Vishesh Rajaram, Managing Partner, Speciale Invest, a seed-stage venture capital firm, says their strategy is to invest in companies that are disrupting some form of technology. The idea being, by investing in such companies, Speciale Invest will move the needle both for its investors and the companies. A substantial part of the capital it invests will go towards innovation and in people for innovation versus investing in marketing and customer facing businesses.

“From the beginning,” he says, “there was a natural inclination towards investing in enterprise companies and the inclination skewed towards companies that had some sort of deep innovation. That has been the core to our belief and that has been the core to what we have been living through our investment strategy.”

Speciale Invest recently closed its first fund of ₹100 crore, all from domestic investors – family offices and small corporates. These are people who are running their traditional businesses and possibly see an opportunity to have a perspective for disruptive tech. Speciale Invest will put in ₹3-7 crore in a venture, over multiple rounds, and look to pick up stakes of about 20 per cent. It hopes to invest in 15-18 ventures from its first fund.

According to Vishesh, they see about 150 investment proposals a quarter, which means they have seen a little over 1,000 deals. A third of the proposals come from working with academic institutions like IIT- Madras and IISc Bengaluru, and the balance from the VC firm‘s founders’ network, accelerators, in-bound emails and entrepreneur references.

“We expect two-thirds of our companies to be building software products,” says Vishesh. And, within that space, he believes cloud, artificial intelligence will be areas of focus. Within AI itself, he sees a lot of scope for convergence of voice and AI and has two such companies in its portfolio already.

What does he look for in a venture since they are most often the first institutional investor? “Frugality and tenacity are the two qualities we look for,” says Vishesh. Are these guys thinking big, their ability to be innovative or carry out the disruptive idea that they have and frugality. “Do they have the tenacity to live through the rough life and can they be frugal enough to survive it,” says Vishesh. He explains that their notion is to invest in somebody who knows the risk they are taking, who believes this is a risk worth taking and building it out.

The big challenge

According to him, they try and find out if the idea is different enough and is it worth anybody’s risk, time, money and effort, and are the entrepreneurs committed to the cause. He says the big challenge of investing in deep tech start-ups is are you investing enough for you to achieve a certain amount of milestone that you can raise another round of capital. If you are not investing enough and the milestones planned are not sufficient to raise the next round of funds, it gets really challenging. Also, capital may not be available for all types of deep tech ventures.

Vishesh believes that there is good talent available in India to build deep tech products. Of course, not all products will have customers in India.

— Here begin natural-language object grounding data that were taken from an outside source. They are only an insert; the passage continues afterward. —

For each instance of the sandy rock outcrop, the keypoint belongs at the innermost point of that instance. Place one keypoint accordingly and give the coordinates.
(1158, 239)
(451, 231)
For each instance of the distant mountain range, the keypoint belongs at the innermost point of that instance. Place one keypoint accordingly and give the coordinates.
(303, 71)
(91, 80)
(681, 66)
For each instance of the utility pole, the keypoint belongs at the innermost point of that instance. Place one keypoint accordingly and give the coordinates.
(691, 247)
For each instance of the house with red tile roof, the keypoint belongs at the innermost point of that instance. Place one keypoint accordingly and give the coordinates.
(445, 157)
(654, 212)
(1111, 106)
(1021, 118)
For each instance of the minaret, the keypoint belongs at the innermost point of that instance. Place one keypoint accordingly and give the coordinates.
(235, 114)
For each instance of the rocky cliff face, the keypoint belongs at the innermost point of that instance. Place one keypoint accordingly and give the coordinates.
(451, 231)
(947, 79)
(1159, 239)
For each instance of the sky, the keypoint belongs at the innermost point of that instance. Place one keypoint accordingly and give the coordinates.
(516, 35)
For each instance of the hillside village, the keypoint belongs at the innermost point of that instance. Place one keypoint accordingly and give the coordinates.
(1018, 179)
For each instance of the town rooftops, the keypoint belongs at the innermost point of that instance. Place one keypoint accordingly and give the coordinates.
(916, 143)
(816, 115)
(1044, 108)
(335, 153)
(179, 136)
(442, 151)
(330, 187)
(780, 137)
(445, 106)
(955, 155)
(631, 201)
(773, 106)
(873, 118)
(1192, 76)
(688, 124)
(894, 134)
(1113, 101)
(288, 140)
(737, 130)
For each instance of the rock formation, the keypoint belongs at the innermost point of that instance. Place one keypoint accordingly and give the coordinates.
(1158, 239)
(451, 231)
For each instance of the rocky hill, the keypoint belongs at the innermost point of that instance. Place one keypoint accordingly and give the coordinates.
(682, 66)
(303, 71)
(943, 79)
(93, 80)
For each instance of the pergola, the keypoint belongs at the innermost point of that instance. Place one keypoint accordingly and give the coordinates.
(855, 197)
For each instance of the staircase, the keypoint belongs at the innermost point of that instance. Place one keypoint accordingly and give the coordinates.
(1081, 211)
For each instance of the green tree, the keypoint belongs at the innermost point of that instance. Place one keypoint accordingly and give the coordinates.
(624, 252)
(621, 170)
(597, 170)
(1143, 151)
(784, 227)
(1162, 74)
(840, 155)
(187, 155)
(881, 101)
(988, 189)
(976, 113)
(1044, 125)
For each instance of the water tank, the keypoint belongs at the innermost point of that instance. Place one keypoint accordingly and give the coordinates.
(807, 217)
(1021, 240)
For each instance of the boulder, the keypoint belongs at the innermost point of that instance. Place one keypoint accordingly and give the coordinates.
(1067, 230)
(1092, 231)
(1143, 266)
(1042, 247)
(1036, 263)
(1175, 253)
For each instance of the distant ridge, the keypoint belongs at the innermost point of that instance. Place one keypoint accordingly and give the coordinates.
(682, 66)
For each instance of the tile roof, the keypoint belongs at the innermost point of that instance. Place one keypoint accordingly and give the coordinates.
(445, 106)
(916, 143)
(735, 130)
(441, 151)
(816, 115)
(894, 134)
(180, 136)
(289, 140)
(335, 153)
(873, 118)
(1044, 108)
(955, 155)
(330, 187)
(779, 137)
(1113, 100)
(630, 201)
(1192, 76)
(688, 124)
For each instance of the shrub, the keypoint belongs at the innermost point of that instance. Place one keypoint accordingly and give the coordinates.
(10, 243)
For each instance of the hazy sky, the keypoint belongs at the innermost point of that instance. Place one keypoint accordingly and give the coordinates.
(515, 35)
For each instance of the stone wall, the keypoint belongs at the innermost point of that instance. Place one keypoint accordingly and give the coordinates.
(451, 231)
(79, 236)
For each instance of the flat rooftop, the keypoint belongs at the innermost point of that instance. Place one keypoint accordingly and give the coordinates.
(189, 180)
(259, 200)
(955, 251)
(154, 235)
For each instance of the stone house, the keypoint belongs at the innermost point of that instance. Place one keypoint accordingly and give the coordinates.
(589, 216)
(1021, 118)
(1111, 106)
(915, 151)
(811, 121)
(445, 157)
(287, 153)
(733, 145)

For enterprise applications, India is still an early market, but it will evolve over time. At the moment, the overseas market is more appealing from an acceptance point of view and the average selling price that the product can command. “We strongly have a hypothesis for building companies out of India for global markets. We have four product businesses and three of them have customers from outside the country. One has already moved base. FrontdeskAI, for example, has now moved base to Palo Alto,” he says.

On fund-raising

On whether ventures should raise capital only when they need the money or opportunistically, Vishesh says he believes that companies should raise money when there is an opportunity to do so.

“I have seen more successes there than the other one where you try and over-engineer the capital structure, wait for the optimum time to raise capital. I don’t necessarily believe there is an optimum time to raise capital. If the outcomes are large, it will make a lot of sense for everybody. In a close to being perfect market, everything gets priced approximately over a period of time and everybody then makes their proportionate share of wealth to the risk they are taking,” he adds.